Folkloregruppe aus Jaraguá do Sul kommt am 16. Mai zur Landjugend Haubern

Besuch aus Brasilien

Erinnerung an 2007: Damals waren die Landjugend Haubern und befreundete Tänzer zwei Wochen in Brasilien, hier in Jaraguá do Sul, wo Stefan Hartmann (links) den Gastgebern ein Fotobuch aus Frankenberg überreichte. Archivfoto:  zpd

Haubern. Die Reise der Landjugend Haubern 2007 nach Brasilien war für die, die dabei waren, ein einmaliges Erlebnis. Jetzt kommen brasilianische Gastgeber von damals – die Folkloregruppe „Regenwalde“ aus Jaraguá do Sul – zum Gegenbesuch. Und die Hauberner wollen dafür sorgen, dass es auch für die Brasilianer eine einmalige Reise wird.

„Die Gruppe kommt am 16. Mai und bleibt zwei Nächte bei uns“, erzählt Carolin Schmidtmann der HNA. Die Vorsitzende der Landjugend Haubern gehörte vor dreieinhalb Jahren zu den 35 Teilnehmern der zweiwöchigen Brasilien-Reise. „Das war bisher unsere größte Fahrt.“

Jaraguá do Sul im Süden Brasiliens war damals die dritte Station. Dort, wie zuvor in Curitiba und Blumenau, waren die Tänzer und Musiker aus Haubern in brasilianischen Familien untergebracht. Einige dieser Gastgeber kommen jetzt auch nach Haubern.

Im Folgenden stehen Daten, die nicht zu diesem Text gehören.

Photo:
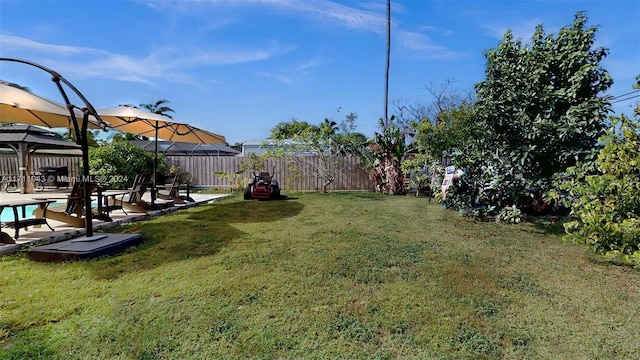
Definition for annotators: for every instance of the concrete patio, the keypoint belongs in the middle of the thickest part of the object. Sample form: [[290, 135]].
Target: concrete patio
[[43, 235]]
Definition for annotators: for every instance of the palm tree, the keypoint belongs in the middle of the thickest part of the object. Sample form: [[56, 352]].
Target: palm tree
[[386, 78], [159, 108]]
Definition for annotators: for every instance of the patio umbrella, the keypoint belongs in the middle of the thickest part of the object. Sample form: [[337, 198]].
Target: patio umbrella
[[132, 120]]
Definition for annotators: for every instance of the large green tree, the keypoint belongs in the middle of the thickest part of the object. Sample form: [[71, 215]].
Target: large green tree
[[538, 112], [291, 129], [329, 143], [603, 194]]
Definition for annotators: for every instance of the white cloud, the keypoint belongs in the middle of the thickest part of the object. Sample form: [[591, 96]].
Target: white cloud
[[424, 46], [9, 42], [165, 63], [280, 78]]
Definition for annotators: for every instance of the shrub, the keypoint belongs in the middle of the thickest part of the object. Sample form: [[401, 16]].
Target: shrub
[[605, 195], [122, 160]]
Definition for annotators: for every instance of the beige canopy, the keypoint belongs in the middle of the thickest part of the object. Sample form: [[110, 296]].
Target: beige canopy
[[22, 107]]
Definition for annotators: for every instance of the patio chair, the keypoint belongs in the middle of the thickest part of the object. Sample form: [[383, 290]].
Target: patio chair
[[73, 213], [171, 190]]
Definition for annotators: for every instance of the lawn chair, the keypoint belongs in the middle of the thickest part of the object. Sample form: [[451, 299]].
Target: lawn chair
[[73, 213], [171, 191], [132, 199]]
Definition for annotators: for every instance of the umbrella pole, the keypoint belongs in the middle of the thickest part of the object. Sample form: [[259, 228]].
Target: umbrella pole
[[155, 167], [84, 144]]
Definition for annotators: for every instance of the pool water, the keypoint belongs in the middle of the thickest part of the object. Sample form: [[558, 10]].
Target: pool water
[[7, 213]]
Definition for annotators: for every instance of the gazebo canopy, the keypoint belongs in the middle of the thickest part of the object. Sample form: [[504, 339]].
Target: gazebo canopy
[[24, 140], [35, 137]]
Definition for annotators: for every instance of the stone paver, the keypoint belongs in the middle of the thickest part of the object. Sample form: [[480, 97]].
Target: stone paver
[[62, 231]]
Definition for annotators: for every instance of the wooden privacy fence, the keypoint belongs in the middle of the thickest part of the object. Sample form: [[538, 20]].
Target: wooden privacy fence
[[9, 163], [292, 175]]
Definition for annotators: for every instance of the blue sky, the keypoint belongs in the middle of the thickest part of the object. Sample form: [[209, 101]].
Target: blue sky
[[239, 67]]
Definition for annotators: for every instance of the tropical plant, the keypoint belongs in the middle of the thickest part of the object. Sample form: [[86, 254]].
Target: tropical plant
[[387, 148], [159, 108], [604, 195], [538, 112], [329, 142]]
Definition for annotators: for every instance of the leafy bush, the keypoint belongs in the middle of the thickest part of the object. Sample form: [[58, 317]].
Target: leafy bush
[[122, 161], [538, 112], [606, 201]]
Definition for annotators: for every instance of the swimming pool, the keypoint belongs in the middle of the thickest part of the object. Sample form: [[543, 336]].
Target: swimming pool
[[7, 213]]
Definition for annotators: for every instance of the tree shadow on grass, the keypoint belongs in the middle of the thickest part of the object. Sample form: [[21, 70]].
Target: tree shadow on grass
[[187, 234]]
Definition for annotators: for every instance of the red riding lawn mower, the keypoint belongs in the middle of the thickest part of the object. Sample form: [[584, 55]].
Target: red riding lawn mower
[[262, 187]]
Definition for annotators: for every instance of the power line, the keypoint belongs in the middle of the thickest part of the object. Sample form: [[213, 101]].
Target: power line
[[629, 93], [629, 98]]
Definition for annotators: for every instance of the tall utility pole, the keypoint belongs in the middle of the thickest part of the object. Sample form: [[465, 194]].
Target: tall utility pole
[[386, 77]]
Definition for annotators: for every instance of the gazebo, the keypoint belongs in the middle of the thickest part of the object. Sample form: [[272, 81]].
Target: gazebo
[[24, 140]]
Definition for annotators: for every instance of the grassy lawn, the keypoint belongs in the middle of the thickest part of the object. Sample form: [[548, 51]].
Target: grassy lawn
[[346, 275]]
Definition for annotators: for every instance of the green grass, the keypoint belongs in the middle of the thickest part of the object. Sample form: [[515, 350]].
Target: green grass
[[345, 275]]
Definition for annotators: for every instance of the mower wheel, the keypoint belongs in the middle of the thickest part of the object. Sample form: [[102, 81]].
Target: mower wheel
[[275, 193]]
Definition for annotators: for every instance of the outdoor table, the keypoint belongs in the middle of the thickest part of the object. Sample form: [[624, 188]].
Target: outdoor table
[[19, 223], [107, 201]]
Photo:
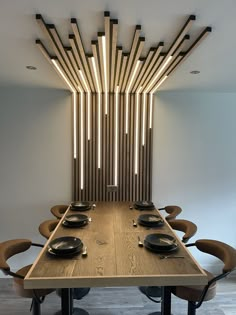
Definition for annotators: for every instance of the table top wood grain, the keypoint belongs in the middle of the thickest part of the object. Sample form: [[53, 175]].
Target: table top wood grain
[[114, 257]]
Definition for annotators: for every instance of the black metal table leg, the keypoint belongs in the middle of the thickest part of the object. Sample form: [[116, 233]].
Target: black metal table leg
[[166, 301], [66, 302]]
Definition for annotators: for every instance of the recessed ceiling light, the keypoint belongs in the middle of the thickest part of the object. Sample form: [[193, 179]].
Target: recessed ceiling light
[[31, 68]]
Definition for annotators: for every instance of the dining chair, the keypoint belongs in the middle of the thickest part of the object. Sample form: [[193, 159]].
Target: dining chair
[[9, 249], [173, 212], [59, 210], [196, 295], [47, 227], [189, 229]]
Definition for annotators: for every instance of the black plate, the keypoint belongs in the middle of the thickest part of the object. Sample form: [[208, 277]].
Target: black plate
[[158, 250], [77, 225], [80, 205], [75, 219], [150, 220], [51, 252], [66, 244], [160, 241]]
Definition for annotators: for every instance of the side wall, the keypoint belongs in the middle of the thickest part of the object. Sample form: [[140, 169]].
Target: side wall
[[194, 162], [35, 159]]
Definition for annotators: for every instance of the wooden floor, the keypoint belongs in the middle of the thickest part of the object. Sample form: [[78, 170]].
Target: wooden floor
[[120, 301]]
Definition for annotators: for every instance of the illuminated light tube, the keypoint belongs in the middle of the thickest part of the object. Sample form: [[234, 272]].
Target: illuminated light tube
[[157, 86], [105, 71], [89, 102], [159, 72], [55, 63], [136, 132], [95, 73], [151, 109], [57, 66], [74, 124], [99, 113], [144, 118], [116, 136], [126, 112], [81, 141], [99, 130], [89, 115], [127, 97]]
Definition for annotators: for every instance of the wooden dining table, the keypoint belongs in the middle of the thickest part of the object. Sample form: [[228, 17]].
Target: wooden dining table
[[114, 257]]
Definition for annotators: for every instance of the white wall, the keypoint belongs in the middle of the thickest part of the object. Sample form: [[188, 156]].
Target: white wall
[[35, 158], [194, 160]]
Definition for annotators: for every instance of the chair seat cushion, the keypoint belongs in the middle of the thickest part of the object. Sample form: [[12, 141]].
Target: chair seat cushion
[[193, 293], [18, 285]]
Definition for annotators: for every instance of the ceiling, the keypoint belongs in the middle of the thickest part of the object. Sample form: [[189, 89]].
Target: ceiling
[[161, 20]]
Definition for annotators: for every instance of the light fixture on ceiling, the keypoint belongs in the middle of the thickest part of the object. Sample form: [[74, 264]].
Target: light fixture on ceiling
[[194, 72], [31, 68]]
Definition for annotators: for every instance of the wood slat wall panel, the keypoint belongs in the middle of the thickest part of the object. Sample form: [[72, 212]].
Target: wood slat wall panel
[[132, 74]]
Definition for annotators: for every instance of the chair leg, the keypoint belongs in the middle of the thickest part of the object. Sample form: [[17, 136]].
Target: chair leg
[[36, 307], [191, 309]]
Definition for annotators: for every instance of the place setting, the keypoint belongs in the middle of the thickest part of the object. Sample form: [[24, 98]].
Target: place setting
[[150, 220], [82, 206], [66, 246], [76, 221], [162, 244], [143, 205]]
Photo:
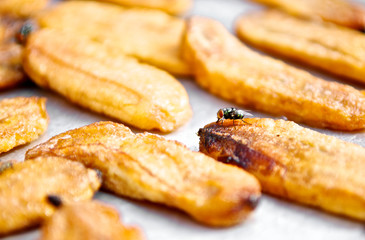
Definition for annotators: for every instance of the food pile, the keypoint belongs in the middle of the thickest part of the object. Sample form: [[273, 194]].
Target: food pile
[[121, 59]]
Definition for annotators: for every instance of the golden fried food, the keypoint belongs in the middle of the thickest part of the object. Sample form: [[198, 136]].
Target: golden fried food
[[22, 120], [152, 36], [341, 12], [90, 220], [11, 73], [22, 8], [227, 68], [293, 162], [24, 188], [175, 7], [106, 82], [335, 49], [149, 167], [9, 27]]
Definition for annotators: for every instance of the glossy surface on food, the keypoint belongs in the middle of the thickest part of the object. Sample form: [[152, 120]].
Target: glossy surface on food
[[91, 220], [22, 120], [169, 6], [227, 68], [293, 162], [24, 188], [342, 12], [22, 8], [149, 167], [152, 36], [11, 72], [106, 82], [335, 49]]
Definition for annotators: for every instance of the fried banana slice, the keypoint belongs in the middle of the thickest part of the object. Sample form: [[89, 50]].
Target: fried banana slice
[[24, 188], [332, 48], [227, 68], [175, 7], [22, 8], [152, 36], [9, 27], [149, 167], [11, 73], [79, 220], [106, 82], [293, 162], [22, 120], [341, 12]]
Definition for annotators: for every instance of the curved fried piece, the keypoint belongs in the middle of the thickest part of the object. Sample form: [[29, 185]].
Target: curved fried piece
[[341, 12], [11, 73], [152, 36], [335, 49], [229, 69], [106, 82], [24, 188], [22, 120], [22, 8], [149, 167], [175, 7], [293, 162], [91, 220], [9, 27]]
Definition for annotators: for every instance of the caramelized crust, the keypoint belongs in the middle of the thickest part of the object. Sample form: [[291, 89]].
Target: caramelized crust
[[151, 36], [293, 162], [11, 72], [341, 12], [148, 167], [22, 120], [24, 188], [332, 48], [91, 220], [175, 7], [22, 8], [105, 81], [227, 68]]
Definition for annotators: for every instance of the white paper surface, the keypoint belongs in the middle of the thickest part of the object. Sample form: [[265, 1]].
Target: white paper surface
[[273, 219]]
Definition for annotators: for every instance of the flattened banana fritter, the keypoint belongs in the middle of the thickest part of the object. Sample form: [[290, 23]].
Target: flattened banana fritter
[[107, 82], [149, 167], [170, 6], [88, 220], [333, 48], [11, 72], [292, 162], [24, 188], [22, 120], [22, 8], [229, 69], [341, 12], [152, 36]]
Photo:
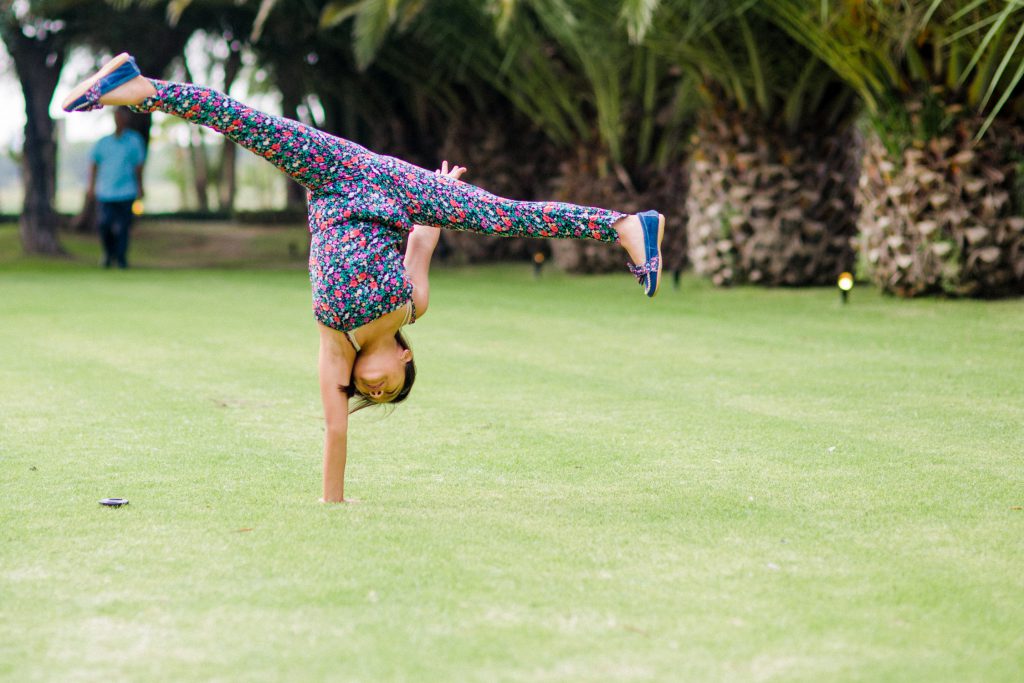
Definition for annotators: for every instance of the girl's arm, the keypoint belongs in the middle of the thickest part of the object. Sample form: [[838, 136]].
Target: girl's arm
[[335, 374], [422, 241]]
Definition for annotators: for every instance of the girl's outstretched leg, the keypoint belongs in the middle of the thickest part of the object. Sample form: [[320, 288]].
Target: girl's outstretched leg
[[438, 200], [313, 158], [432, 199]]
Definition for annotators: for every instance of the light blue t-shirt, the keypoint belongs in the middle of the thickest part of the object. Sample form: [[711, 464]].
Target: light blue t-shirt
[[116, 160]]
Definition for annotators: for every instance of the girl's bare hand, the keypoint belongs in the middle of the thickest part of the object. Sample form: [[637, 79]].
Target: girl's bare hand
[[454, 172]]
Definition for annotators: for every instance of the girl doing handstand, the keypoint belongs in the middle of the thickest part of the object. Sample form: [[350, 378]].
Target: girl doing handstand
[[360, 206]]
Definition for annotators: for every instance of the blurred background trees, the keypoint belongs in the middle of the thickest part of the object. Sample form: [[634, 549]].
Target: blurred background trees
[[785, 140]]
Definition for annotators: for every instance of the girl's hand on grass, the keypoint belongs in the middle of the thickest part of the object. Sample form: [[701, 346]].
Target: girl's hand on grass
[[454, 172]]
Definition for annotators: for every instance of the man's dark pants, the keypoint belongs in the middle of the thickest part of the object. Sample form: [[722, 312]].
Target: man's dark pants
[[115, 224]]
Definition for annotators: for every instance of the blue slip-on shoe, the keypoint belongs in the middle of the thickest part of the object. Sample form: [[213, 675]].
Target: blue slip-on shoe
[[649, 272], [117, 72]]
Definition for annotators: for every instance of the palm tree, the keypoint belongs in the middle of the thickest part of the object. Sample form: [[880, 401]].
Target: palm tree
[[943, 182], [773, 167]]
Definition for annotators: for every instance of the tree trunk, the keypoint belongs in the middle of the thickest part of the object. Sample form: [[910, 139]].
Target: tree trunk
[[226, 183], [291, 97], [200, 163], [770, 207], [38, 62]]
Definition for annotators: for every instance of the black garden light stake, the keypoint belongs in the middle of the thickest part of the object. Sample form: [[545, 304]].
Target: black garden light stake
[[845, 284]]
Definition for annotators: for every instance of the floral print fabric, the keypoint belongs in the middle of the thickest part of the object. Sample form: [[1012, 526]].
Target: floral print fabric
[[361, 204]]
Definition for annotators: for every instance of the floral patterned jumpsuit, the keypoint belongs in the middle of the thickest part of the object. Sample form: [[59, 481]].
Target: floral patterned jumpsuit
[[360, 204]]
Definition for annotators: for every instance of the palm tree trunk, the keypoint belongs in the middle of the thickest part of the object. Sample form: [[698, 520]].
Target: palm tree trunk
[[771, 208], [945, 216], [227, 183], [38, 62]]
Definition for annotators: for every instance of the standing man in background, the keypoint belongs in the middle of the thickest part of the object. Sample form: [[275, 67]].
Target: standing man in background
[[116, 181]]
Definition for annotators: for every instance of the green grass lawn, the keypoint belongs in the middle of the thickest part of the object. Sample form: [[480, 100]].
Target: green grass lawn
[[585, 485]]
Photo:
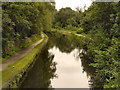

„Es war gar nicht so einfach, für Montag bis Mittwoch private Unterkünfte für 45 Leute zu bekommen“, sagt Carolin Schmidtmann. 17 Landjugend-Mitglieder haben sich bereit erklärt, die Brasilianer aufzunehmen, fast alle waren 2007 mit in Brasilien und erinnern sich offenbar gern an die Gastfreundschaft. „Auch wenn wir nicht alle Brasilianer kennen, wird es bestimmt herzlich und locker“, ist sich die Vorsitzende sicher.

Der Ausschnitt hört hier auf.